Artificial Intelligence and the future of work

'In fact, the loss of jobs to automation has already started. Foxconn, the largest producer of consumer electronics in the world, replaced 60,000 workers with robots in 2016'

Update : 30 May 2018, 10:55 PM

Artificial Intelligence (AI) is no longer science fiction; it is already stealing our jobs and depressing the wage growth.

The dreaded “technological singularity,” when machine “intelligence” overtakes human capability, is already upon us. In the words of Jack Ma, founder of the global tech giant Alibaba Group, there will be massive unemployment across the globe in the future leading to wars, and “the next 30 years is (sic) going to be painful.”

In fact, the loss of jobs to automation has already started. Foxconn, the largest producer of consumer electronics in the world, replaced 60,000 workers with robots in 2016.

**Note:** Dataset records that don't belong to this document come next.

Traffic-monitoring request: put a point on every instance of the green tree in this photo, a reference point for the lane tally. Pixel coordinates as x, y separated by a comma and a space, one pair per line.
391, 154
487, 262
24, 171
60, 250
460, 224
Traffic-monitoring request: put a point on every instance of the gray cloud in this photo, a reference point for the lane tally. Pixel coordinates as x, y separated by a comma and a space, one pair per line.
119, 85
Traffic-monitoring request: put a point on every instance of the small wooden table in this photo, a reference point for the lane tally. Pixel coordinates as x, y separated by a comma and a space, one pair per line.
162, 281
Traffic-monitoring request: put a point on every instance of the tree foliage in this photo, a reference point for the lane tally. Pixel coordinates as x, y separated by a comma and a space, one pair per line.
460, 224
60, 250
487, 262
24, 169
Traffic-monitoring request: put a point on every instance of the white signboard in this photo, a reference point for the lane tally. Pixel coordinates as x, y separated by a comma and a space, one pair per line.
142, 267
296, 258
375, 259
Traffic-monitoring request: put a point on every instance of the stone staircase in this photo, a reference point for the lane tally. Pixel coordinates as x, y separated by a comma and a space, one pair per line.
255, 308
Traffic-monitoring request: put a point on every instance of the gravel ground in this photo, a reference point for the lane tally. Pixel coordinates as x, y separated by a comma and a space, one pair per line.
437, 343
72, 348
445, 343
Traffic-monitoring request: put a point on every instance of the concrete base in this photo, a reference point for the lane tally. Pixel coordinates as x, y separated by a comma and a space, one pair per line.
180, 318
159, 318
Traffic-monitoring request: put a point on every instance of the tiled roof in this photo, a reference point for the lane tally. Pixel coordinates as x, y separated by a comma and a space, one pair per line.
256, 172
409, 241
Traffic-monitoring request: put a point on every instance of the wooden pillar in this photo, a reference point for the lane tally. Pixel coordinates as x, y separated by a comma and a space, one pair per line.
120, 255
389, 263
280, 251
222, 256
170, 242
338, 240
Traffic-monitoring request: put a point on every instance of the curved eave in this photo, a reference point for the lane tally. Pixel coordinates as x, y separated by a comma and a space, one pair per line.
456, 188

As global shipping and warehousing operations around the world are fast dumping human workers for robots, airborne commercial drones are being increasingly used for surveillance purposes as well as for delivering pizza, while robot chefs are on sale and have over 2,000 meals on their menu.

Humans need not apply

In fact, several researches in recent years have raised alarm over the prospect of many occupations becoming fully automated over the course of the next decade. While the Bank of England has estimated about 15 million jobs to be at risk in Britain alone, researchers at Oxford University have identified 700 occupations that could start shedding jobs imminently because of the wider application of AI.

Some of these occupations cover administrative, clerical, and production jobs, while others include the work of telemarketers and cashiers, data entry keyers and library technicians, tax preparers and insurance underwriters, etc.

It is also claimed that drivers of any kind of vehicle -- taxi drivers, bus drivers, truck drivers, delivery drivers, etc -- might become obsolete in the not-so-distant future. 

Autonomous vehicles are already driving hundreds of thousands of miles around American, European, and Asian cities and freeways without human intervention, and several studies show they are fast becoming less accident prone than any human behind the wheel.

In fact, many automakers -- like Ford and BMW -- plan to launch their first commercial self-driven cars by 2020-22.

Why is it different now?

Although society has been able to absorb scientific changes many times in the past and technology has created several new jobs in their place, the challenge this time is said to be somewhat different.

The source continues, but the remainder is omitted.